The traditional approach that we’ve used for a few decades is to do large trials with hundreds and hundreds of patients. They take time, often years, to get results.

The hope is that combining a very well-designed study and comparing it to what’s called synthetic controls developed from EMR data, we can shorten that time if the data is credible and the key is good EMR data, Now, with more and more data being captured in EMR, as the EMRs get better in what we call structured fields, it’s easier to explore that data and find that synthetic control for this approach.

RDR®: What are the most exciting innovations on the horizon for cancers?

Robert: You have to understand that in the oncology world, many of us are pretty optimistic as a group. Thinking about taking care of patients and knowing some will die, you have to be pretty optimistic that improvement is around the corner.

There are many different approaches, from maybe screening earlier and finding cancers before they become metastatic and can be fatal to figuring [out] better ways to treat patients with less toxicity. There are a number of different strategies.

I think right now, the buzz in the oncology community is personalized health care precision medicine. Understanding that there are different types of cancers even within the same name, breast cancer for example, and understanding that better is big.

Let me also make a point that there’s some changes on how we do our work every day. I mentioned electronic medical health records, and we have an EMR that’s designed solely for oncology outpatient care. What we’re doing with that platform is we’ve added another platform, another layer, which helps the physician determine an appropriate treatment.

When the patient is seen using this EMR, the physician is queried for certain biomarkers, and depending on this biomarker result, different treatments are recommended.
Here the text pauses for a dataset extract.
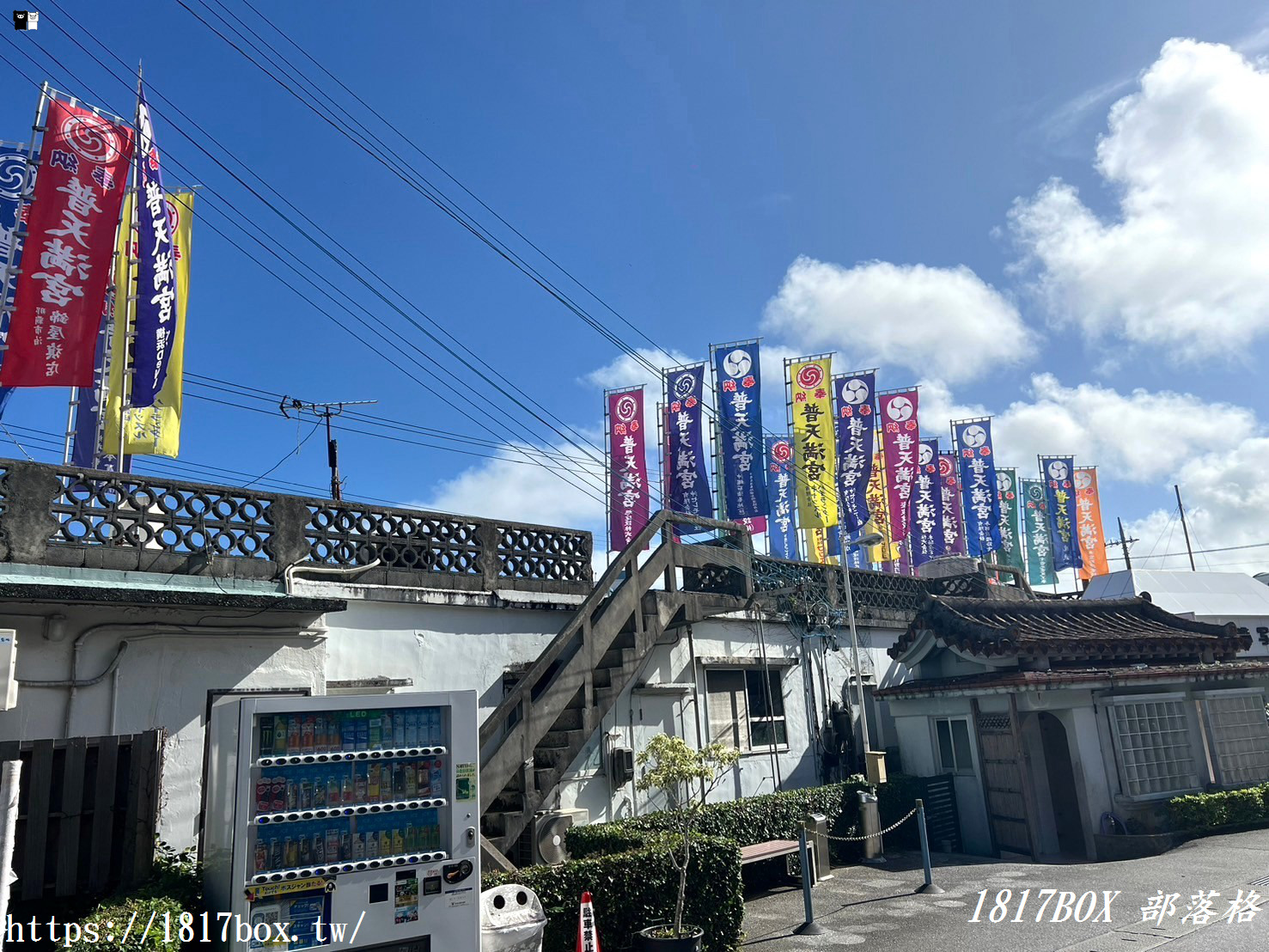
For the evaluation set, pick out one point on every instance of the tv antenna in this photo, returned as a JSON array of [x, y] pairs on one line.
[[324, 412]]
This helps assist the physician along the way to make that decision, and I think that’s an improvement that’s giving everyone a better chance of good care everywhere, including the community setting.

RDR®: What are some education tools you don’t have but wish you did?

Robert: Probably the most important educational tool that we don’t have, which we should have, is what’s going on with the patient and getting an education from our patients.

The normal routine is we see the patient in follow-up, we spend a few minutes with them, we ask how they’re doing, we usually spend a few more minutes with them, and they spend a few more minutes with the team, such as 1 of our nurses or nurse advocators.

One of the things that’s becoming clearer is we need to have a better connection with our patients to have a better opportunity for our patient to educate us about how they’re doing. There’s something called patient reported outcomes (PRO). They’ve been around for a while, and in the past, it has been pretty clunky; it has been paper driven, but now there are apps that are being developed.

There’s an opportunity for patients to use these apps when they’re at home and not feeling well. They can go onto their apps and point that out. Instead of calling the doctor’s office, they can send that information to the practice where they’re able to receive that information and respond back.

I think there has been an emphasis [on] educating patients in terms of cancer care and an emphasis on the health team in terms of different treatments. However, I think the back-and-forth, the communications with our patients, the education [of providers] is critical, and I think we’re now developing some tools where we have a better opportunity to do that. There’s data to support that it translates to better care.